The Metric Naming Convention That Survives
Most metric naming is haphazard. The convention that scales across teams and produces queryable names.
The pattern
The metric naming pattern is domain.subject.action.unit. Predictable so engineers can guess names, greppable so dashboards stay maintainable, units at the end so unit confusion stops being a regular bug.
- domain.subject.action.unit shape. Four parts per metric, e.g.
http.request.duration.seconds; predictable shape lets engineers write metrics without a registry lookup. - Lowercase, period-separated, singular. Consistent tokens across the codebase; mixing styles produces grep misses and dashboard breakage.

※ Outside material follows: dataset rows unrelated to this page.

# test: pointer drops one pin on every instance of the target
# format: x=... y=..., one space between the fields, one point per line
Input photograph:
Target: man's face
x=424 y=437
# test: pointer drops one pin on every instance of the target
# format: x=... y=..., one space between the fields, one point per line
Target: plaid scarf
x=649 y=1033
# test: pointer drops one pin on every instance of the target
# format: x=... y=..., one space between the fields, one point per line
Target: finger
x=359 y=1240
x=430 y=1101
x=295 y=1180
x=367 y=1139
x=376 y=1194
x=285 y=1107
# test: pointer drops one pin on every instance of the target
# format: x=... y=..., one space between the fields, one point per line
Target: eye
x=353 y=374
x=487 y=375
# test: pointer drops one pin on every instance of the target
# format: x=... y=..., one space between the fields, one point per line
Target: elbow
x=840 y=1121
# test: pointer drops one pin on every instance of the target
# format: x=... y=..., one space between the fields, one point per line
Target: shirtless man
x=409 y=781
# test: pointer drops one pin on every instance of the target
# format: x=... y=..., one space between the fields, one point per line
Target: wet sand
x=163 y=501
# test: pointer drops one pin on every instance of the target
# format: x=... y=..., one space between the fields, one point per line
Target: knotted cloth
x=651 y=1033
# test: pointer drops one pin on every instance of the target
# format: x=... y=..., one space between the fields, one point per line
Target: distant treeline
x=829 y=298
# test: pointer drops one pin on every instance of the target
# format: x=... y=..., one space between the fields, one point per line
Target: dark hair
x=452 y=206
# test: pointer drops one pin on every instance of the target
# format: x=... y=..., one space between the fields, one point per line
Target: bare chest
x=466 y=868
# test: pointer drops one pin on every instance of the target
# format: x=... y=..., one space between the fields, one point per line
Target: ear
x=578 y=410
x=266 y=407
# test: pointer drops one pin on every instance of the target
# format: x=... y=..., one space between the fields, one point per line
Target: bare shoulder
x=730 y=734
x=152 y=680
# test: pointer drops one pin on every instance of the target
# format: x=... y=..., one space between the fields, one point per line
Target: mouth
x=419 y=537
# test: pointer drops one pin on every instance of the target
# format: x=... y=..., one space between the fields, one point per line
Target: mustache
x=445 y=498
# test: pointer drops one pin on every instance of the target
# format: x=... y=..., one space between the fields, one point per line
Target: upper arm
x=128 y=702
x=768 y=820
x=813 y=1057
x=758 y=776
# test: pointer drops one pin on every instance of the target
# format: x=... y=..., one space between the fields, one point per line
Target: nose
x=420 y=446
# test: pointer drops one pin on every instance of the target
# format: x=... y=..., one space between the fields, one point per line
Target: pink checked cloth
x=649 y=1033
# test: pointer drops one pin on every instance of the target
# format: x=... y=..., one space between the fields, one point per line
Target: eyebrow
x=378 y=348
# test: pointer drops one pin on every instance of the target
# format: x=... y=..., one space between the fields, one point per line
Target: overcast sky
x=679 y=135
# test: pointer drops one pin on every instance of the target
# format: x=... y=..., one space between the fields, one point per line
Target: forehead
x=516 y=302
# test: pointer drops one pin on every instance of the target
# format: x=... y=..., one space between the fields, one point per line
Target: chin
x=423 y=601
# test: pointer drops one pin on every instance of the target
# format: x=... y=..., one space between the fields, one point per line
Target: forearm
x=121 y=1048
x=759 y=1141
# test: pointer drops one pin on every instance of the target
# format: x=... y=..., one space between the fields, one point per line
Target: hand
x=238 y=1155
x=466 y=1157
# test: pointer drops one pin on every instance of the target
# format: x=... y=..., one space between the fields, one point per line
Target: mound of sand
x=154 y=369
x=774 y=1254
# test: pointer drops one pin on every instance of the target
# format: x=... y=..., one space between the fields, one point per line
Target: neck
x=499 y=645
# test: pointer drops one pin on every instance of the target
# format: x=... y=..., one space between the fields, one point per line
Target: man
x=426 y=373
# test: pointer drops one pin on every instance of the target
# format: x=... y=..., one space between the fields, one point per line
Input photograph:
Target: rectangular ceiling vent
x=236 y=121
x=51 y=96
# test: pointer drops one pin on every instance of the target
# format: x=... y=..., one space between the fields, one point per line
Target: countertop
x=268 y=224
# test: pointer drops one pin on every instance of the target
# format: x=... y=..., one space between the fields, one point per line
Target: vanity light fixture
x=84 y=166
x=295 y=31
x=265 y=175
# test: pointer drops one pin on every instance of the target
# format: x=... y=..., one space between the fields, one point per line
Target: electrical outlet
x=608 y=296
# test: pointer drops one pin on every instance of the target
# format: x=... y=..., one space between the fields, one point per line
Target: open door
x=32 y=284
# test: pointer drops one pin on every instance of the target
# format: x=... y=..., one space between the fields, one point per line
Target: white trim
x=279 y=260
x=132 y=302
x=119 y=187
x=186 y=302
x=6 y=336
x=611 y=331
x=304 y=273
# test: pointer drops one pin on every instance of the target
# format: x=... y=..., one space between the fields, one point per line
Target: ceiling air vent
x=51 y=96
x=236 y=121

- Units at the end. Time in seconds, sizes in bytes, rates per second; the convention removes ambiguity that would otherwise show up as silent dashboard bugs.
- Documented unit choice per metric. Explicit ms-or-seconds decision per metric type; mixed-unit dashboards are the failure mode without it.
Rules
Three rules keep names usable. Consistent separators, no obscure abbreviations, no boolean-named metrics. Each one prevents a failure mode that real codebases hit.
- One separator consistently. Periods or underscores, pick one per codebase; mixing is a smell that compounds with every new metric.
- No obscure abbreviations. "http" is fine; "cnxn" is not. Engineers should not need a glossary to read a dashboard.
- No boolean-named metrics. Encode boolean state as the value (0/1), not the name (
metric_name_activeis awkward and makes aggregation hard). - Linter check per rule. Explicit linter pattern per rule supports automated enforcement; conventions without enforcement decay.
Labels vs metric names
Labels carry dimensions; metric names carry behaviours. High-cardinality labels belong in logs, not metrics, because every unique label combination is a separate time series.
- Metric per behaviour, label per dimension.
http.request.durationwith a method label, not separate metrics per HTTP method. - Cardinality cost per label. Each unique label combination is a separate time series; high cardinality drives storage and query cost.
- High-cardinality labels go in logs. user_id, request_id, trace_id all belong in logs, not metrics; the metrics system will not survive them.
- Standard labels across services. service, environment, version, region applied uniformly; consistency unlocks cross-service queries.
Enforcement
Enforcement makes the convention real. Linting at PR time catches violations before merge; migration aliasing eases renames without breaking dashboards; quarterly audits surface drift before it accumulates.
- Lint at PR time. Custom linter check rejects non-conforming names; the convention becomes a property of merging, not a property of culture.
- Migration aliasing. Old-to-new alias per rename so old metric keeps working while dashboards migrate; cutover happens on a schedule, not a moment.
- Quarterly audit. Drift-from-convention surfaced and fixed each quarter; one-shot conventions decay otherwise.
- Named owner per rule. Maintaining team for the linter and convention doc; stale rules are how conventions die.
Why this matters
Naming conventions compound across years. Guessable names produce productivity gain on every dashboard query; cross-team queries become possible; metric names outlive the teams and tools that created them.
- Engineers guess metric names. No-lookup-required productivity gain per engineer per day; compounds across the team.
- Cross-team queries. Consistent names enable operations dashboards composed from per-team metrics; without convention, every dashboard is bespoke.
- Names outlive teams and tools. Multi-year persistence per metric; convention discipline pays back across migrations and reorgs.
- Published convention per org. Central name guide supports onboarding and survives the original authors.